Awarded 3 Michelin stars since 2010, Alain Ducasse at The Dorchester is one of the UK’s most prestigious restaurants where diners indulge in unrivalled cuisine and impeccable service. A modern, light and elegantly informal setting complements the restaurant’s forward-thinking approach to haute cuisine.

More than a decade on, Patrick Jouin and Sanjit Manku of Jouin Manku have revisited their seminal design for the three Michelin-starred restaurant, revitalising the original concept with a touch of magic and sparkle and enhancing the dramatic theatre of the experience.


“A restaurant such as Alain Ducasse at The Dorchester is a place where people go to celebrate the great moments in their lives, or indeed where the great moments happen. The place itself is fused with those memories and while they don’t want them to be erased, they do still want the restaurant to evolve, to feel as magical as it did the first time that they were there. Our challenge then is to keep the soul of the restaurant intact but to make it fresh and new again.”


Thirteen years ago when Jouin and Manku began to develop their concept for Alain Ducasse at The Dorchester, they took their inspiration from the great expanse of Hyde Park which the restaurant overlooks and Alain Ducasse’s own vision of a ‘Table Lumière’, a luminous semi-private table in the middle of the restaurant that would transport guests to a special and intimate world apart.
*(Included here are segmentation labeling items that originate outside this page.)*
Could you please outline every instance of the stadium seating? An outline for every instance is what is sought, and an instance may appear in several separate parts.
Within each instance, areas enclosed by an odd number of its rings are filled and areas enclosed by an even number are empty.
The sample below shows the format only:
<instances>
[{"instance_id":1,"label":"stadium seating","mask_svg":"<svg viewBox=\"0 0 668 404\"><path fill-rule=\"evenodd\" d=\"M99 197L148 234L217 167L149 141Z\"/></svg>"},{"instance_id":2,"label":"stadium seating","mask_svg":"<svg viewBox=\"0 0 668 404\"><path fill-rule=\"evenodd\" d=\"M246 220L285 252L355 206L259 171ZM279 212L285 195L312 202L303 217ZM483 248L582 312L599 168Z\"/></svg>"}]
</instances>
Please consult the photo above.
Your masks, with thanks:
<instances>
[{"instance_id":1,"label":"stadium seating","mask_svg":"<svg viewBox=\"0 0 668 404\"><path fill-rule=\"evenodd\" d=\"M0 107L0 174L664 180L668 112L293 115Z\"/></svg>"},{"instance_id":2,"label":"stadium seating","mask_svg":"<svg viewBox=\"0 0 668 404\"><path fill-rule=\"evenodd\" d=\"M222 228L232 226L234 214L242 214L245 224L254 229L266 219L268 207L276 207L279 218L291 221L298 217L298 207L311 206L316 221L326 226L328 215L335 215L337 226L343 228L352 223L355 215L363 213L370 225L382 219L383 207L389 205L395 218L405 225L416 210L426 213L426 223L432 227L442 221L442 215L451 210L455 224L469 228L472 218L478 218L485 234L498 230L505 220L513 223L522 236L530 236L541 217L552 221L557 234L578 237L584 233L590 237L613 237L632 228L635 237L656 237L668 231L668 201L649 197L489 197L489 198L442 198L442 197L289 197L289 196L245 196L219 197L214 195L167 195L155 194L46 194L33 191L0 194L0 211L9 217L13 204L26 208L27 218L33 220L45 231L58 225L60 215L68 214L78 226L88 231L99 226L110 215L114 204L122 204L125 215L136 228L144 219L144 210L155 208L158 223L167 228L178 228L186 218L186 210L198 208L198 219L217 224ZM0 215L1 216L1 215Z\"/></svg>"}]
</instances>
The result was an interior that was contemporary and refined and which subtly brought the park inside through decorative wall and lighting treatments and a simple palette that included oak, zinc and cotton, with the shimmering installation of the Table Lumière as its central feature.


Returning to the project, Jouin and Manku noticed how the character of Mayfair, classic and refined, now seemed to have another strand of energy to it that was younger and more modern, particularly with the stronger presence of fashion, and they wondered how they could inject more of that feeling of fashion and glamour into the restaurant’s elegant interior as well as bringing more of the sparkle and luminosity of the Table Lumière out into the rest of the restaurant. Taking inspiration from the idea of a rich atmosphere of fog or a mist through the park and those magical moments in which objects appear and disappear, they began to explore how this atmosphere could drift into the restaurant itself, bringing with it a little more magic and drama.

In the main dining area they made a number of changes to the layout including opening up the room by removing the screen to the main entrance of the restaurant and introducing curved wood and leather banquettes which anchor the tables within the space. In contrast to the dark, smoky colours of the furniture, the green and silver tones of the carpet introduce a freshness and suggestion of mist through the park, progressively darkening to the edges.


To the chandeliers in the private dining room and the dining area immediately overlooking Hyde Park, they added golden leaf petals which create more warmth and a little bit more drama.


Jouin Manku also redesigned the customised trolleys which serve champagne, the Colston Bassett Stilton, fresh infusions or mignardises, just one element in the beautiful pageantry of dining at Alain Ducasse at The Dorchester.


The Table Lumière remains the focus of the main dining area. Lit from within and fading from a dark smoke to white satin at its ends, Table Lumière’s new curtain of cotton threads floats ever so slightly above a luminous glow, reminding perhaps of the subtle delicacy and movement of an elegant cocktail dress.

“I am delighted to partner once again with Jouin Manku to visually bring to life the most recent evolution of Alain Ducasse at The Dorchester. The new concept is a sensorial feast that champions nature’s unrivalled beauty and pays homage to our vibrant Mayfair location.” Alain Ducasse.